UCI students were given the opportunity to hear words from one of the most influential peace advocates in America on Feb. 20. Sponsored by the Center for Unconventional Security Affairs in the School of Social Ecology, Kenneth Rutherford, a land mine explosion survivor and professor of political science at Southwest Missouri, presented a speech titled ‘Land Mines and Human Security.’
In 1993, at the age of 32, Rutherford lost both his legs when his vehicle rolled over a land mine in southeast Somalia.
‘I can remember thinking about a few things. One was that I was in love with the woman of my dreams,’ Rutherford said recalling his life during the time of the incident. ‘Two, that despite what pain I was really in, I felt nothing, and three, that at the age of 32, on my death bed, I wanted to be just like my father.’
Like his father, he pursued a career in teaching. He uses education to increase awareness of the dangers of land mines which fuels his determination to ban the use of them.
‘I use land mines as a vehicle to teach my kids about the world,’ Rutherford said.

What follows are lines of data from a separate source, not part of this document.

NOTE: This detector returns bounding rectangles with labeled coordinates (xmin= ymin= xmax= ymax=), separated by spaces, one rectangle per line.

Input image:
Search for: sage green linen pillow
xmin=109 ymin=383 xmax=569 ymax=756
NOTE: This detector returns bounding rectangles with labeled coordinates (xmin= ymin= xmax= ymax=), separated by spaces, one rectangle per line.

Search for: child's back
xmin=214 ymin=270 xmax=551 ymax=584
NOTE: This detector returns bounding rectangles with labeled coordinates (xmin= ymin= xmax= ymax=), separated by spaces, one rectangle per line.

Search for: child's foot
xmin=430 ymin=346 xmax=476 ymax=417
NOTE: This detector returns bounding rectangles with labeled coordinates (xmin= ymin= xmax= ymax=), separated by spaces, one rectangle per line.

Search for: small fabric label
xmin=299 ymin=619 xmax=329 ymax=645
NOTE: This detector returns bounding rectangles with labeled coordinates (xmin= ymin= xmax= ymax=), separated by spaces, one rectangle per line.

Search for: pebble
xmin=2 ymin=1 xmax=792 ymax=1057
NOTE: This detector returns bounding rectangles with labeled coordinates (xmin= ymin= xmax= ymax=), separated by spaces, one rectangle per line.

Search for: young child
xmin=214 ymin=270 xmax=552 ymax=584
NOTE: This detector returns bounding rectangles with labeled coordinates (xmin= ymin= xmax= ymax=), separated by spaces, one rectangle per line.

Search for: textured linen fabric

His teachings and influence did not stop in the classroom. Rutherford went on to become a co-founder of the Land Mine Survivors Network, one of the leading organizations in the International Campaign to Ban Land Mines, the organization that won a share of the Nobel Peace Prize in 1997.
Although these weapons were intended to be used during war, Rutherford went on to say that the actual percentage of Land Mine accidents that occur in wars is small.
‘More than 90 percent of people hurt by Land Mines are civilians,’ Rutherford said. ‘Soldiers do not go back for their Land Mines because more than 50 percent of them die in the process, so the numbers of soldiers doing this are decreasing.’
Rutherford then spoke about the Mine Ban Treaty, the first legitimate, comprehensive ban on mines that was drawn up and negotiated outside of the United Nations in the 1990s. Although the Mine Ban Treaty was popular amongst a number of countries that signed it, the United States has refrained from signing it for a number of political reasons. Rutherford concluded that there are many reasons why our government refuses to sign the treaty.
‘Both the Bush and Clinton administrations didn’t sign because of the threat of North Korea,’ Rutherford explained. ‘Other major powers did not sign, potential enemies did not sign, Clinton wasn’t well respected with the military and three-fourths of the world’s lawyers work in the United States. If we ban a weapon, it creates a way for the world to get weapons inspection. All in all though, I think we should sign.’
The majority of the students enjoyed the lecture and were interested in Rutherford’s remarks on Mine Ban Treaty.
‘I really liked the speaker. I’m interested in knowing why we haven’t signed the treaty,’ said a student who wanted to remain anonymous.
Jennifer Jordan, a third-year political science and sociology major, agreed.
‘ I would like to know why we the United States still haven’t signed the treaty. It’s something I really would like to look into,’ Jordan said.